May 26 2011 Hamilton Advertiser
AN application has been made for a march through Hamilton in support of a united Ireland.
Three-hundred people including five bands are set to take part in the parade due to take place next month.
It is being organised by Cairde Na Heireann (Friends of Ireland), the Scottish-based pro-Republican organisation who campaign against anti-Irish racism and sectarianism.
It is the second time the group have organised a parade through the streets of Hamilton.
Last year’s anti-Irish racism parade passed off largely without incident although there was one arrest and the 400 marchers were heckled by about 25 Loyalist demonstrators.
According to papers lodged with South Lanarkshire Council, Cairde Na Heireann plan a march in Hamilton on Saturday, June 25, starting at midday.
The organisers say that the parade is due to start at Cadzow Industrial Estate and continue into Low Waters Road, Portland Place, Gateside Street, Quarry Street, Brandon Street, Leechlee Road, Cadzow Street, Muir Street, Almada Street and Beckford Street.
It will conclude with a rally in the car park behind South Lanarkshire Council offices.
Organisers say they are also hoping to attract a speaker from Sein Fein to the rally.
It is estimated that the march and rally should last about one and a half hours.

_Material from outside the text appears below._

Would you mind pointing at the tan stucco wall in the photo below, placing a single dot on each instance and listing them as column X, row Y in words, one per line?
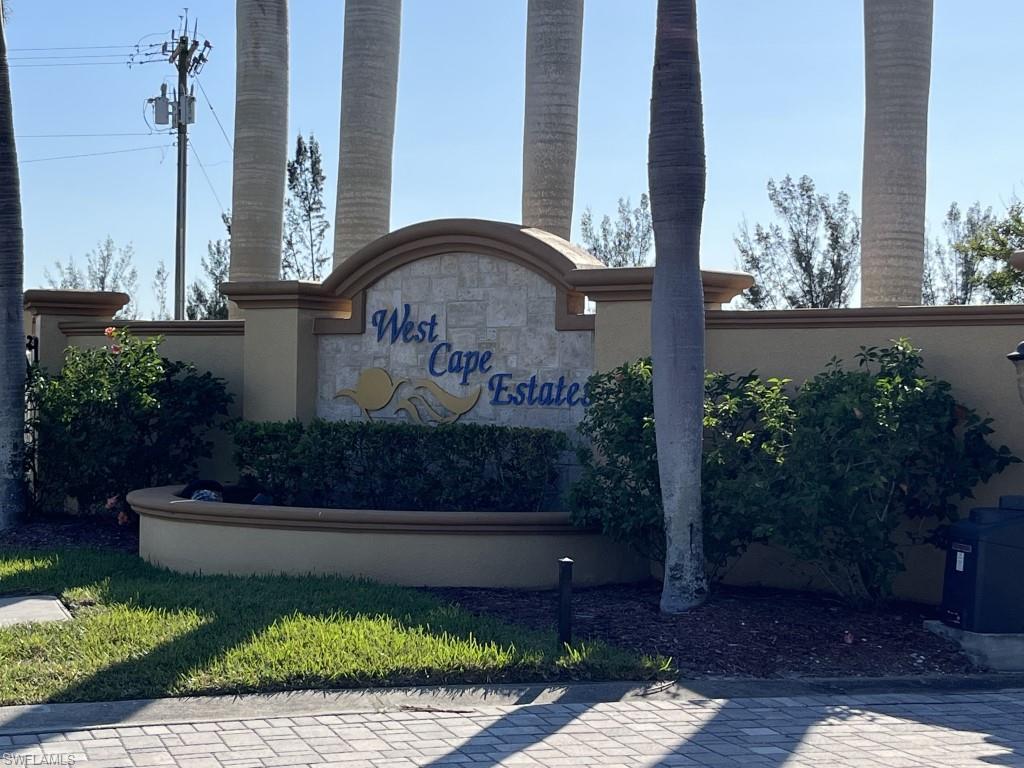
column 971, row 357
column 280, row 365
column 525, row 561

Bands due to take part are Coatbridge Republican Flute Band, James Connolly RFB, Vol Martin Doherty, Irish Republican Martyrs RFB, Vol Sean McIllvenna RFB, Cairde Na Heireann Cumainn.
Franny McAdam, national organiser for Cairde Na Heireann, said: “We will be marching through Hamilton in support of change, for a united Ireland.
“We want it to be peaceful.
“We had a debriefing about last year’s march and both the police and the council were happy with the way it went.”
He added that the woman arrested at last year’s march was not connected with their organisation.
Cairde Na Heireann were in the news last month when a suspect package, addressed to the organisation’s Gallowgate office, was intercepted in Belfast.
The package is thought to have been a nail bomb.
It was investigated by police probing similar packages sent to Celtic manager Neil Lennon and high-profile Celtic supporters Paul McBride QC and former MSP Trish Godman.
Mr McAdam said: “We have been carrying on as normal.
“It will not stop us doing what we are doing.
“It has added to our support all over Scotland. We have had hundreds of new members since it happened – people who in the past would possibly not have had any sympathy with us.”
Cairde Na Heireann stage regular marches across the Central Belt. They include the Bloody Sunday march in Glasgow each January.
A spokesman for the council said: “To date we have not received any objections to this notification.
“A report has been received from Strathclyde Police. A meeting will be held shortly with the organiser to discuss the contents of the report.
“We are not in a position to confirm when a decision will be made until after the outcome of the meeting.”